Insect protein ... which limits overfishing

Gold bar, this insect meal?

The FAO, the United Nations Organization for Food and Agriculture, in any case makes insect proteins - the production of which is rapid and requires little space, water or food - one avenues for ensuring global food security tomorrow.

In other words, when we need to feed 9 billion human beings and even more animals raised each year for food or to keep us company.

For human food, the psychological barrier is still important, at least in the West.

On the other hand, since July 1, 2017, the European Union has made it possible to integrate insect protein into the diet of certain animals.

This is the case for aquaculture, but also for the nutrition of dogs and cats.

Here they are the Innovafeed customers.

“The first ones especially, slips Clément Ray.

Our insect meal can replace the fish meal that aquaculture farms include in recipes to feed their farms.

“Not great for the environment.

These flours are made from small wild fish (sardines, anchovies, sprats…).

"Between 18 and 20% of fishing is today transformed into flour for animal feed," specifies Frédéric Le Manach, scientific director of the NGO Bloom, committed to the protection of the oceans.

And aquaculture alone consumes 60% of this share.

This is the first asset of insect farming: limiting overfishing.

Insect oil, rich in lipids, and even potting soil

But it's not all about protein.

At the end of the chain, Innovafeed also recovers an oil rich in lipids and lauric acid, known for its anti-microbial properties.

This time, the company intends it for poultry farms, "where this insect oil can replace others used today in recipes - such as palm oil - and whose production is not without environmental impacts ”, explains Mathilde Bussard, in charge of communications at Innovafeed.

With these fly larvae, Innovafeed thus signs a double environmental blow.

It is even threefold since the breeding of these insects makes it possible to rediscover one of the primordial roles of flies in nature.

"That of destroying our bio-waste and extracting its proteins", slips Clément Ray.

In Nesle, the larvae menu is thus made up of a mixture of wheat vinasse and wheat bran recovered 300 meters away, from neighboring Tereos.

“The plant converts one million tonnes of wheat a year into starch, ethanol and sugar,” explains the co-founder of Innovafeed.

The larvae delight in it.

And, at the end of the seven days of breeding, Innovafeed recovers the remains of the meal which, mixed with the droppings of the insects, makes an excellent soil that will be sold to amateur gardeners.

Ynsect and about fifteen other French actors in the wake

If Innovafeed is the first breeding farm to switch from a pilot farm to more industrial production, Ynsect, the other French champion, promises to follow shortly.

On October 6, the company announced a fundraising of 361 million euros, the largest non-American ever recorded to date in the agricultural sector, specifies

Le Parisien

.

The money will be used to finalize the construction of a vertical breeding farm, 36 meters high, for which Ynsect has already laid the first stone in Poullainville, very close to Amiens (always Somme).

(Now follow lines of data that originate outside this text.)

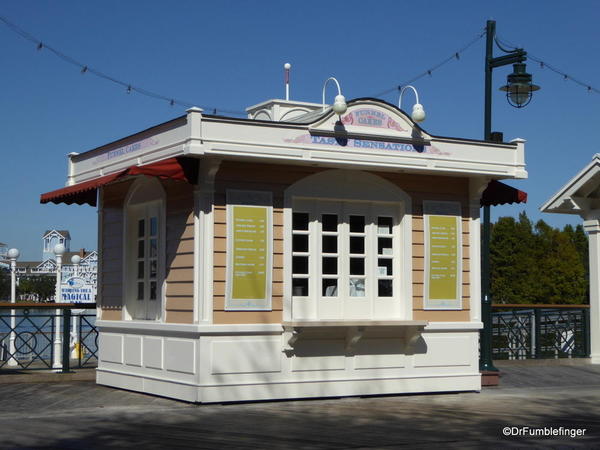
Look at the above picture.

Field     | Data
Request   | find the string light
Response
[371,29,485,98]
[500,35,600,94]
[0,16,246,116]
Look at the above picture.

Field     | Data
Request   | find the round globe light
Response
[333,95,348,116]
[53,244,66,256]
[411,103,425,122]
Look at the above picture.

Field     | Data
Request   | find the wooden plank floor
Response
[0,363,600,450]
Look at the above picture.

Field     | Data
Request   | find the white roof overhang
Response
[540,153,600,217]
[62,99,527,185]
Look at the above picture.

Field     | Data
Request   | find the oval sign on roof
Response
[342,108,407,131]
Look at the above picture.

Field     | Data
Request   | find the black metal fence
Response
[0,302,98,372]
[492,305,590,359]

The inauguration is scheduled for early 2022.

“Innovafeed and Ynsect are the first wave,” specifies Christophe Derrien, secretary general of IPFF (International platform of insects for food and feed), the lobby of insect farms based in Brussels.

Behind them, there are about fifteen players who have now embarked on the breeding of insects for animal nutrition in France.

It is the most dynamic country in Europe with the Netherlands.

In theory, there is room for everyone.

The market for insect protein for aquaculture alone is estimated "at several million tonnes in the years to come", by Christophe Derrien.

“We're moving forward,” Clément Ray insists.

There are already some very concrete achievements.

Auchan, for example, markets trout for which Innovafeed flour provided 50% of protein intake.

The other 50% come from fishery co-products.